Адам кивнул. Один раз. Уверенно.

— Эдвин.

— Чёрт с ним, — отрезала Кейси. — Если всё это — его работа, он псих. Гениальный, да. Но опасный. Я знала, что он возился с ИИ. С алгоритмами поведения. Что он хотел создать «идеальную эмоцию» у машин. Но я не думала, что он... что он способен зайти так далеко. Если Харрис узнает, то он голову ему открутит.

— Может, он уже не контролирует это, — вмешался Эллис. — Может, оно вышло за пределы задуманного? Смысл держать это в таком месте и скрывать это от твоего отца?

— Может, — сказал Адам. — Но кто-то всё равно нажал кнопку «пуск». Кто-то знал, что запускает. И не остановил. Даже когда увидел, что вышло.

— И не останавливает до сих пор, — добавил Грегори. — Потому что оно продолжает работать.

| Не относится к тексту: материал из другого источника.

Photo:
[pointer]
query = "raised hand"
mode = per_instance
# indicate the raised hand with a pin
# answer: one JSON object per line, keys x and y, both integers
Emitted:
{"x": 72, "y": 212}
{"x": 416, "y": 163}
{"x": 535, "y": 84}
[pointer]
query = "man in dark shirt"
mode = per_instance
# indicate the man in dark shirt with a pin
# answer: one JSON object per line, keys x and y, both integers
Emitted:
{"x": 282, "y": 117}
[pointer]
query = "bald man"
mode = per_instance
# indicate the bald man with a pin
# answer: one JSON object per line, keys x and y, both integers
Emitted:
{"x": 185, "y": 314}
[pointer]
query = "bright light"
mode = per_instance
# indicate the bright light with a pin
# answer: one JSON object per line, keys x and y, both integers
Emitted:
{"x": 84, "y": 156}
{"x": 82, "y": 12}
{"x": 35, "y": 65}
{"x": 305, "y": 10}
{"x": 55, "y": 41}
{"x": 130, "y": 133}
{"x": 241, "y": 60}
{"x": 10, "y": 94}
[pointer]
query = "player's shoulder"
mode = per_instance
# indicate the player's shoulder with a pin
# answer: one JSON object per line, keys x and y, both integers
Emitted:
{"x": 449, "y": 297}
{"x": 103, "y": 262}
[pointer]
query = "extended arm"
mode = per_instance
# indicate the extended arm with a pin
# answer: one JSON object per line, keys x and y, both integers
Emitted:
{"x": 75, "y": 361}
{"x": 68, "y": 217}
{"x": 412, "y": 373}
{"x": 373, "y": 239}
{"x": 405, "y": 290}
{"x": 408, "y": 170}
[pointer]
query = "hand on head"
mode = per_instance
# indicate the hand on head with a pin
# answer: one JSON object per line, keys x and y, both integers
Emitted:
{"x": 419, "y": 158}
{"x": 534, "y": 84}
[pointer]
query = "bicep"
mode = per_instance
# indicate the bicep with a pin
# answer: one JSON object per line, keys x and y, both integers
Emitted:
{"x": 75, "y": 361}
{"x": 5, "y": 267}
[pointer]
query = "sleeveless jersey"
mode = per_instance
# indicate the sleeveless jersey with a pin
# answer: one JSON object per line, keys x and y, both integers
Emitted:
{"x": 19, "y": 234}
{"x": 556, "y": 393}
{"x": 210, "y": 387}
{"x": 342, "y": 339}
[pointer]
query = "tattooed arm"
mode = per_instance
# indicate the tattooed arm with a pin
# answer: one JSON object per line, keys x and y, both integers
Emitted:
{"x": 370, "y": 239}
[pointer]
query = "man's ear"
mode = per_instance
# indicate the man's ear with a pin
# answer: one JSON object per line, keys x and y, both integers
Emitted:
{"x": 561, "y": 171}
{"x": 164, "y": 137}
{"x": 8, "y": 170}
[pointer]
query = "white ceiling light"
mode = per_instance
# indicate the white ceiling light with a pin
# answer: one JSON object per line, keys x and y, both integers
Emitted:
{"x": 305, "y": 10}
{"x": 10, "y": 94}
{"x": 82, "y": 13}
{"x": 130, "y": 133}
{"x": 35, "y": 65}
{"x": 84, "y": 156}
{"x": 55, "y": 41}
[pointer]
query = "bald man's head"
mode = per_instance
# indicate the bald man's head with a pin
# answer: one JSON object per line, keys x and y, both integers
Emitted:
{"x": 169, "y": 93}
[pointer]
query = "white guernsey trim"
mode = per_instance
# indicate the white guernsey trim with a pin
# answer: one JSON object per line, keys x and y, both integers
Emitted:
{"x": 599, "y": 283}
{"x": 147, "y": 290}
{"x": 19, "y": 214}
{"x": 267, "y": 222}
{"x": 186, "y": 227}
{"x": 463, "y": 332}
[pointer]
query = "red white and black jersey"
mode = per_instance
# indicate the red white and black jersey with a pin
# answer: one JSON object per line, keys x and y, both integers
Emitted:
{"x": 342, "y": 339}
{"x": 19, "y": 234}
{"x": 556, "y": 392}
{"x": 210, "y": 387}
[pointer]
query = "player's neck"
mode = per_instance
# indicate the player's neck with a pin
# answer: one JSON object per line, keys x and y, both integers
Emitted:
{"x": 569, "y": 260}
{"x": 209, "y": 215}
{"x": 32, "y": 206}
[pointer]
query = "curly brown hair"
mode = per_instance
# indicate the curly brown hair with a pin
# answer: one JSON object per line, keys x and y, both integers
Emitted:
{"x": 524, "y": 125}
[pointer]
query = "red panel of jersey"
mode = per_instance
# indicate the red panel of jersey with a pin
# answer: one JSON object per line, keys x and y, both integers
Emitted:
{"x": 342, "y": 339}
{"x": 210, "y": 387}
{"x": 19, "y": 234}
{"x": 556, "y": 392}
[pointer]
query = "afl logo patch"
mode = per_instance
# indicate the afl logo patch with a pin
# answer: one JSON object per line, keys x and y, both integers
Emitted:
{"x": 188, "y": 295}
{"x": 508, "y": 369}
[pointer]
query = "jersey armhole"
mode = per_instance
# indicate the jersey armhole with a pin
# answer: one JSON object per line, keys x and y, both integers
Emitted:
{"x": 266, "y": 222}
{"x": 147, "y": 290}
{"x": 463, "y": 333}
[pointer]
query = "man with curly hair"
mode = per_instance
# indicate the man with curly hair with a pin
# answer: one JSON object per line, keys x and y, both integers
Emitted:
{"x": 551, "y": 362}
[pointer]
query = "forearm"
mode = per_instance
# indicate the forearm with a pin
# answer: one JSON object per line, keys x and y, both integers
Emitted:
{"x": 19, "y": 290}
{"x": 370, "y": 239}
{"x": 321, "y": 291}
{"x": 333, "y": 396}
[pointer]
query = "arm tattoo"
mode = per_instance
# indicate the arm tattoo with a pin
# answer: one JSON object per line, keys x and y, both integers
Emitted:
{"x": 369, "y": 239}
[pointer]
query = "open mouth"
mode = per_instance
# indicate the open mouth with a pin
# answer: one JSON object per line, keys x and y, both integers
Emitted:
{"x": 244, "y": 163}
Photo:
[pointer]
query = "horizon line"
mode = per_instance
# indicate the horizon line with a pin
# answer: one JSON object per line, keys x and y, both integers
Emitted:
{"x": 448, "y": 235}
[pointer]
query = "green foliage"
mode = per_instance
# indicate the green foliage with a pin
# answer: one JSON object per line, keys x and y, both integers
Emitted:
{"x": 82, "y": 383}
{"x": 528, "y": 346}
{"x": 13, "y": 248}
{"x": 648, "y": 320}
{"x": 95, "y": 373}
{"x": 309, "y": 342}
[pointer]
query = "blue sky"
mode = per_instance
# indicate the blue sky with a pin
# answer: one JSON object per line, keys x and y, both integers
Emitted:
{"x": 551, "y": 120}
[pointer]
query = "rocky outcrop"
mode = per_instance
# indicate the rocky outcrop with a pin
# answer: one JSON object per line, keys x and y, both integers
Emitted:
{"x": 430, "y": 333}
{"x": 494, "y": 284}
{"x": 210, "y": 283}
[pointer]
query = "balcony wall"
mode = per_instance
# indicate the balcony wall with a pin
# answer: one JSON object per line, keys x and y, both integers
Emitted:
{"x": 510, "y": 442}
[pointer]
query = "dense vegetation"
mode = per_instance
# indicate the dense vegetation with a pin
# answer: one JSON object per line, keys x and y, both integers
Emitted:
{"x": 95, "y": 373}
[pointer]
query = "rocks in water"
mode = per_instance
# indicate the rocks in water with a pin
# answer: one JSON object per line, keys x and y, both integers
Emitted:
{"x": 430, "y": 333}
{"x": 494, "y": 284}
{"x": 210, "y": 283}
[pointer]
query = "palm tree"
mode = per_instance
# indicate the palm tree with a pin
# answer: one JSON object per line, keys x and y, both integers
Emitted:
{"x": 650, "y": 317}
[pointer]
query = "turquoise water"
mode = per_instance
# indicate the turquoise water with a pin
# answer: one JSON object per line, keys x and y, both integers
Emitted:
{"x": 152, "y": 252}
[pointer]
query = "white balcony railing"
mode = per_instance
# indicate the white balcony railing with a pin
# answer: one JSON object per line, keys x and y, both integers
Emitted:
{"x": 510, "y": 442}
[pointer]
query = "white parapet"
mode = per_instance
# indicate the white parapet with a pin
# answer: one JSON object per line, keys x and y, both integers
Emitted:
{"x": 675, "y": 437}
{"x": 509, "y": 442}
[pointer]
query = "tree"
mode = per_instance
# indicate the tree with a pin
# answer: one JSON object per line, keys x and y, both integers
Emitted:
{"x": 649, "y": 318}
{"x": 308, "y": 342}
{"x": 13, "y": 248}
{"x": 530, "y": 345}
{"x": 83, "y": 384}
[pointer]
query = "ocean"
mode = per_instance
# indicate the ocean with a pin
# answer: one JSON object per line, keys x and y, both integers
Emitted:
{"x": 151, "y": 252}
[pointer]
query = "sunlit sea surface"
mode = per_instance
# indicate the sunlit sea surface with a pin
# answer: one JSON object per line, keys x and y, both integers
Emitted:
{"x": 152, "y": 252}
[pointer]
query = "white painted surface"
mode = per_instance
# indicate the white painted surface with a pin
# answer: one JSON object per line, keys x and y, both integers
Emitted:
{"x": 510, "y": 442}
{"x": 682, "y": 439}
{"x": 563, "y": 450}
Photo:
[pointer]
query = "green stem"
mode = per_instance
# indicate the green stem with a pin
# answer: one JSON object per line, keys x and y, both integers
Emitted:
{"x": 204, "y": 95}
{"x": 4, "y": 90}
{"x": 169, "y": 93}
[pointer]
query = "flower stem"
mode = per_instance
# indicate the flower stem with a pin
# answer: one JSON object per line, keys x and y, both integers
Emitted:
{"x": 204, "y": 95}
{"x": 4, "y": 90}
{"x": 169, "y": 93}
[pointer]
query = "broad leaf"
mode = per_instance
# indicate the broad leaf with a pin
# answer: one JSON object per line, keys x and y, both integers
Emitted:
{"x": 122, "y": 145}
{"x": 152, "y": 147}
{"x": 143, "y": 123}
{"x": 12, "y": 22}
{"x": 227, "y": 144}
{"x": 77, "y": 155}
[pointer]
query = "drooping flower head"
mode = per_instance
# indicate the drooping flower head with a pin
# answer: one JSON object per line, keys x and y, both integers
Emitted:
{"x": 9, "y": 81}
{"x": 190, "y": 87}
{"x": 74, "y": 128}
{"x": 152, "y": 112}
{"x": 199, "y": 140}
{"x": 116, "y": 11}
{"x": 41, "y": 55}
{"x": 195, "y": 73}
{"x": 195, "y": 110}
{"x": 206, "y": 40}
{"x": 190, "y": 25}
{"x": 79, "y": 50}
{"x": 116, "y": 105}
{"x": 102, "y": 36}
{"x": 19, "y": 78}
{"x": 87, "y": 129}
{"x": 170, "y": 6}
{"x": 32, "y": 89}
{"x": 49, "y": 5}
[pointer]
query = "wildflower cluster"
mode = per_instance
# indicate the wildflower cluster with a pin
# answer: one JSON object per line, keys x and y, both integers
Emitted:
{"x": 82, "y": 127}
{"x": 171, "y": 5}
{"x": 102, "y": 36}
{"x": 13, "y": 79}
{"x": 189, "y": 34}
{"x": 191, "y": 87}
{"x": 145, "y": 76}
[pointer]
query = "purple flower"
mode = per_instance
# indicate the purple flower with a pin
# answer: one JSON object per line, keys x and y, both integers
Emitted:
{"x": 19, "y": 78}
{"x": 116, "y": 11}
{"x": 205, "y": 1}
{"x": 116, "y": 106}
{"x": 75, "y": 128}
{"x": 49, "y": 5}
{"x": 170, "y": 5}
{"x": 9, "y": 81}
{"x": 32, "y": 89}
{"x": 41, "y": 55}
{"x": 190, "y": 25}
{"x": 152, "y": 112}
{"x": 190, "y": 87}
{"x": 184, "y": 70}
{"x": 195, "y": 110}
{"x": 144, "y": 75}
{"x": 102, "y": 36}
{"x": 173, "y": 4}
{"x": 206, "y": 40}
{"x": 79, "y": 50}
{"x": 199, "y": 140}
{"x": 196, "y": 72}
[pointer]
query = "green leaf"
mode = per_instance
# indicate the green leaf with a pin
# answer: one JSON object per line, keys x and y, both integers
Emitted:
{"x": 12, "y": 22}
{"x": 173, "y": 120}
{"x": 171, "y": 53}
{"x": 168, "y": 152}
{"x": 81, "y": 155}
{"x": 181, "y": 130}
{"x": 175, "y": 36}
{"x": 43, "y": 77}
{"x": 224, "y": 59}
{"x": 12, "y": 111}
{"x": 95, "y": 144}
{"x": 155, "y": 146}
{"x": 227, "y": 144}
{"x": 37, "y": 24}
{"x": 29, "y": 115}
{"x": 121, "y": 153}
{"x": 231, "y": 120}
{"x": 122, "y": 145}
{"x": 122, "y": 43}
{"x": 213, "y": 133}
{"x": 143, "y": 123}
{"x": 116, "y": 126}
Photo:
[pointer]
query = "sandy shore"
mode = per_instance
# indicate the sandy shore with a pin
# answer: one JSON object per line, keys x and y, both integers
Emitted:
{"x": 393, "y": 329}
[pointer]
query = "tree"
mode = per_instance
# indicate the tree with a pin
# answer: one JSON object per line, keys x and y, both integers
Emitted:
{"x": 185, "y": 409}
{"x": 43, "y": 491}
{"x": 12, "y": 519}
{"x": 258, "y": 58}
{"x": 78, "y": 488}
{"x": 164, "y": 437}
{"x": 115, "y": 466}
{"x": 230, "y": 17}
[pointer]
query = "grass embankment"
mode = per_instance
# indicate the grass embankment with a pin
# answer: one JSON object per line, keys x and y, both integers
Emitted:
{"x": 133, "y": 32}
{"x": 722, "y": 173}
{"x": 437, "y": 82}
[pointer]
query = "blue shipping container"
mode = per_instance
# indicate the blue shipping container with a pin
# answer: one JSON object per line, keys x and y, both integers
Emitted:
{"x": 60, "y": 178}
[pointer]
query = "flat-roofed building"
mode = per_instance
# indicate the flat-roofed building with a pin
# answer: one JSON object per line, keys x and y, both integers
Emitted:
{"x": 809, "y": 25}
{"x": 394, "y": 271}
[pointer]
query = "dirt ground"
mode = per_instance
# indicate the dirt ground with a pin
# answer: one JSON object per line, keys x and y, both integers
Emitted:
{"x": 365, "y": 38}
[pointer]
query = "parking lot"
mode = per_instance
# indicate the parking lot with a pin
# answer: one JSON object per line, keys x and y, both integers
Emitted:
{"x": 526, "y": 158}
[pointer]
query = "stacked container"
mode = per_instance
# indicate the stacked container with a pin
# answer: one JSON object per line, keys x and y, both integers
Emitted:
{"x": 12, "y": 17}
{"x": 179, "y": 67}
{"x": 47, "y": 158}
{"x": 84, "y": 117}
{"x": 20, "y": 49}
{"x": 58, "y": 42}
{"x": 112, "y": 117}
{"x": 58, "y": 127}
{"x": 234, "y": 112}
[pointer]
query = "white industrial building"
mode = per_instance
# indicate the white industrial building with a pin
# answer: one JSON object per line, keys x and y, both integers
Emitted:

Они замолчали. Никто не знал, что добавить. В эту тишину вкрадывался стук — их собственных сердец. Они дошли до перекрёстка. Здесь пути расходились — по домам, по тихим улицам, по тревожным снам. Там, за закрытыми глазами, аниматроники всё ещё шевелились в темноте. Тихо. Осторожно. Словно знали, что их помнят.
Адам остановился. Обернулся. Посмотрел на друзей — уставших, но ещё не сломленных.

— Завтра мы ищем следы. Старые чертежи. Архивные планы. Внутренние документы. Контракты, переписки. Всё, что может привести нас к Эдвину. Или к тем, кто теперь управляет этим адом.

Ночь была влажной, будто город наконец выдохнул после долгого, затаённого напряжения. Воздух висел тяжелый, пропитанный сыростью и едва уловимым запахом мокрой земли. Фонари, словно усталые сторожа, мерцали блекло, их тусклый свет с трудом пробивал плотную пелену сумерек. Дорога тянулась пустая, словно заброшенная артерия, и по ней медленно шагали только два силуэта — неуклюже, с усталостью в каждом движении, но с каким-то молчаливым согласием, будто сегодня сражение наконец закончено и можно было позволить себе покой.
Адам и Тайлер провожали остальных — каждый своим путём, под разными предлогами, будто озабоченные их безопасностью. Но на самом деле эти оправдания звучали искусственно: никто из них не хотел отпускать другого. Теперь они шли вдвоём, шаг в шаг, как будто так всегда и было — две части одного целого, что никогда не расставались надолго. Город казался забытым, застыл в тишине и полумраке, но именно в этом молчании пряталась необычная интимность — почти уют, окутывающий словно мягкое одеяло.
Адам выглядел измотанным — под глазами тёмные синяки, движения стали вялыми, как будто тело сопротивлялось каждой новой попытке сделать шаг. Но на лице за усталостью пряталось что-то иное — тонкое, личное, будто хрупкий огонёк, пробивающийся сквозь пелену усталости. Он искоса взглянул на Тайлера, и уголки его губ чуть дрогнули — появилась слабая, но настоящая улыбка, которую давно не видели.

— У тебя сиги остались? — спросил он негромко, едва слышно.

— Только табак и фильтры, — ответил Тайлер, копаясь в карманах куртки, словно перебирал вещи в старом чемодане. — Но могу скрутить, если хочешь. Руки ещё помнят.

— Ну вот, — усмехнулся Адам. — Говорил же, что от тебя хоть какая-то польза.

— Заткнись, — фыркнул Тайлер с лёгкой насмешкой, — ты обожаешь мои самокрутки.

В следующую минуту он ловко скрутил сигарету прямо на ходу, движения были уверенными, почти механическими, словно руки музыканта, что давно знает каждую ноту своей мелодии.
Они остановились у калитки дома Адама — старого двухэтажного здания, слегка покосившегося, с облупленной краской на ставнях и вечно сломанным звонком. Несмотря на всё это, из окна исходил тёплый, неяркий свет — домашний, уютный, такой, что сразу отогревает сердце, кажется, что перед выходом из дома Адам забыл его выключить.
Тайлер поджёг сигарету и протянул её Адаму. Тот затянулся медленно, будто не просто вдыхал дым, а смаковал момент, растягивал его, чтобы задержать в памяти. Потом вернул сигарету, и они молча курили на крыльце, глядя, как дым неспешно расползается по прохладному ночному воздуху, смешиваясь с тишиной.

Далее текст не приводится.